A fast C++ lexer for extracting named exports from CommonJS modules. This library performs static analysis to detect CommonJS export patterns without executing the code.
Features
Fast: Zero-copy parsing for most exports using std::string_view
Accurate: Handles complex CommonJS patterns including re-exports, Object.defineProperty, and transpiler output
Source Locations: Each export includes a 1-based line number for tooling integration
Unicode Support: Properly unescapes JavaScript string literals including \u{XXXX} and surrogate pairs
Optional SIMD Acceleration: Can use simdutf for faster string operations
C API: Full C interface (merve_c.h) for use from C, FFI, or other languages
No Dependencies: Single-header distribution available (simdutf is optional)
Cross-Platform: Works on Linux, macOS, and Windows
merve provides a C API (merve_c.h) for use from C programs, FFI bindings, or any language that can call C functions.

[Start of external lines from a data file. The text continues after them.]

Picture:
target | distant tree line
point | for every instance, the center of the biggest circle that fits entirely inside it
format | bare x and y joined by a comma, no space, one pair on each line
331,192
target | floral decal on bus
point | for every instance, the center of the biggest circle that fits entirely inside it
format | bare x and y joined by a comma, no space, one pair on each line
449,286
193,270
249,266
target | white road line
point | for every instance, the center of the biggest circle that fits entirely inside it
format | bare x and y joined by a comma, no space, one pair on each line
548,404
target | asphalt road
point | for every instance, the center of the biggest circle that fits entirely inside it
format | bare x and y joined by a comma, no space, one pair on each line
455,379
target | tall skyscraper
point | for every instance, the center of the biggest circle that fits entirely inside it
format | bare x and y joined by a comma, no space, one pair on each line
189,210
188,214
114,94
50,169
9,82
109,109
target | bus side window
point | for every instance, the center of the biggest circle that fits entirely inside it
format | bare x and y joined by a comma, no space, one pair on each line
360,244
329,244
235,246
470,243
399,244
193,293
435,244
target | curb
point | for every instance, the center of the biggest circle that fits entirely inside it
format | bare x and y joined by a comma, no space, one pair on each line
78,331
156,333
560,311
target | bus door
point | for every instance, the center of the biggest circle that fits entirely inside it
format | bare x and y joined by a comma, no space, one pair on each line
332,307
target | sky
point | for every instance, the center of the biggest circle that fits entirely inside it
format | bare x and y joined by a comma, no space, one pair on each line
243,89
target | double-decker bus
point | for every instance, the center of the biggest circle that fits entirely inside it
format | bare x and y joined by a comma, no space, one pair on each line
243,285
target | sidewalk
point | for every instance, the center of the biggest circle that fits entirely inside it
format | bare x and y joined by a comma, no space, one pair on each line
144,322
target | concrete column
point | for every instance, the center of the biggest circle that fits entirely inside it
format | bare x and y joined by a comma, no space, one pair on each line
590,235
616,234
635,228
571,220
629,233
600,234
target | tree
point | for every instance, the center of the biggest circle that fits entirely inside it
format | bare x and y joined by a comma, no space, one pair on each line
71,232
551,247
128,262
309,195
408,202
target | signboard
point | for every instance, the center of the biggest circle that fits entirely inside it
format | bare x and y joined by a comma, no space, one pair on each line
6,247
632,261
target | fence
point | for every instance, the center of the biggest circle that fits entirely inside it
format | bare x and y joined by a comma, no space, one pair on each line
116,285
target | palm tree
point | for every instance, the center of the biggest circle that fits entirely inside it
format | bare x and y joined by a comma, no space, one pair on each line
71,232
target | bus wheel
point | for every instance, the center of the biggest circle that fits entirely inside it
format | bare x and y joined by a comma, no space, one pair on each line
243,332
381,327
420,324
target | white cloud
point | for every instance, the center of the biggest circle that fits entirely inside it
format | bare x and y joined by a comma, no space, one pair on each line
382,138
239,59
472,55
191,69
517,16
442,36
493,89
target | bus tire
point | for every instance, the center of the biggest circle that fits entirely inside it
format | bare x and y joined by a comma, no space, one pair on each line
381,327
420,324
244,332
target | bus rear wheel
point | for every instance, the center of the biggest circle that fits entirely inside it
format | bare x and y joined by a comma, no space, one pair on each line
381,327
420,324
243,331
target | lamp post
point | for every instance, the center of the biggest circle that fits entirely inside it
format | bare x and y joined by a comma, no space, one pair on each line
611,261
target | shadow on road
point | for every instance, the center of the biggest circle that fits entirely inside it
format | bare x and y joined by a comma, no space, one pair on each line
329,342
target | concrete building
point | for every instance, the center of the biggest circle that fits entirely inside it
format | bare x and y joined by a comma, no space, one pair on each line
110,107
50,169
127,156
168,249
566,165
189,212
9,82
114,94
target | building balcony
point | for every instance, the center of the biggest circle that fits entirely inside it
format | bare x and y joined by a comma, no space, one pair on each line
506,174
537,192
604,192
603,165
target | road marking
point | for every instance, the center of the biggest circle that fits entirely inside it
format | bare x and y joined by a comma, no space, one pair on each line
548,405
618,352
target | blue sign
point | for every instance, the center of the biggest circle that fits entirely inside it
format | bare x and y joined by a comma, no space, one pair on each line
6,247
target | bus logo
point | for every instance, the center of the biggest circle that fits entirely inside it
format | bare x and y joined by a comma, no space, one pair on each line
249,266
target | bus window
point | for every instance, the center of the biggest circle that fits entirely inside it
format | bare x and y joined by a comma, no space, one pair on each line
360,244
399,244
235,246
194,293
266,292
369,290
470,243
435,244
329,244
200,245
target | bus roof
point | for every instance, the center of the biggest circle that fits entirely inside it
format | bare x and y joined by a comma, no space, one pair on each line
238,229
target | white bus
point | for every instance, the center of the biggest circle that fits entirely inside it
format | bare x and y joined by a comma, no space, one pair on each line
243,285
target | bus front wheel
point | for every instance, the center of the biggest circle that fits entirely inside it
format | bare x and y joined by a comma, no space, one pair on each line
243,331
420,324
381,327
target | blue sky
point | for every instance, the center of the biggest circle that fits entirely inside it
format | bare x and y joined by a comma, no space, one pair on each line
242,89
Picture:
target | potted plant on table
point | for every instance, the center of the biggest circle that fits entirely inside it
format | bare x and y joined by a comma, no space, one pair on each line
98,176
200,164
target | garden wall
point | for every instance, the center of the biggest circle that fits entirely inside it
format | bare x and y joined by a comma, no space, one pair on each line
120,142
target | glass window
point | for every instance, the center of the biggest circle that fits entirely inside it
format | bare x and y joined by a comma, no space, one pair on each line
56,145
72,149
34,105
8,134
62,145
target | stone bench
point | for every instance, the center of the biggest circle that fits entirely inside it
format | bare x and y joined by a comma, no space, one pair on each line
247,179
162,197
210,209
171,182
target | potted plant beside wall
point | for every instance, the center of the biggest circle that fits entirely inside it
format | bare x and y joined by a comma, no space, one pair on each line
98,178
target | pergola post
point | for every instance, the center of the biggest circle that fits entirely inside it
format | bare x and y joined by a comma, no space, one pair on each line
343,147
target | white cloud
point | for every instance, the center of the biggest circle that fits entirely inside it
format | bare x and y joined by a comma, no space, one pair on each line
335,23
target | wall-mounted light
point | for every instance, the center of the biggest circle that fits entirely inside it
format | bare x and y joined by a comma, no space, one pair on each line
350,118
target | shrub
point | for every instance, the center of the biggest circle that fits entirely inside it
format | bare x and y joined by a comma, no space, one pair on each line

The C API is compiled into the merve library alongside the C++ implementation.
C API Usage
#include "merve_c.h"
#include <stdio.h>
#include <string.h>
int main(void) {
const char* source = "exports.foo = 1;\nexports.bar = 2;\n";
merve_error_loc err_loc = {0, 0};
merve_analysis result = merve_parse_commonjs(source, strlen(source), &err_loc);
if (merve_is_valid(result)) {
size_t count = merve_get_exports_count(result);
printf("Found %zu exports:\n", count);
for (size_t i = 0; i < count; i++) {
merve_string name = merve_get_export_name(result, i);
uint32_t line = merve_get_export_line(result, i);
printf(" - %.*s (line %u)\n", (int)name.length, name.data, line);
}
} else {
printf("Parse error: %d\n", merve_get_last_error());
if (err_loc.line != 0) {
printf(" at line %u, column %u\n", err_loc.line, err_loc.column);
}
}
merve_free(result);
return 0;
}
Output:
Found 2 exports:
- foo (line 1)
- bar (line 2)
C API Reference
Types
Type
Description
merve_string
Non-owning string reference (data + length). Not null-terminated.
merve_analysis
Opaque handle to a parse result. Must be freed with merve_free().
merve_version_components
Struct with major, minor, revision fields.
merve_error_loc
Error location (line, column). {0,0} means unavailable.
Functions
Function
Description
merve_parse_commonjs(input, length, out_err)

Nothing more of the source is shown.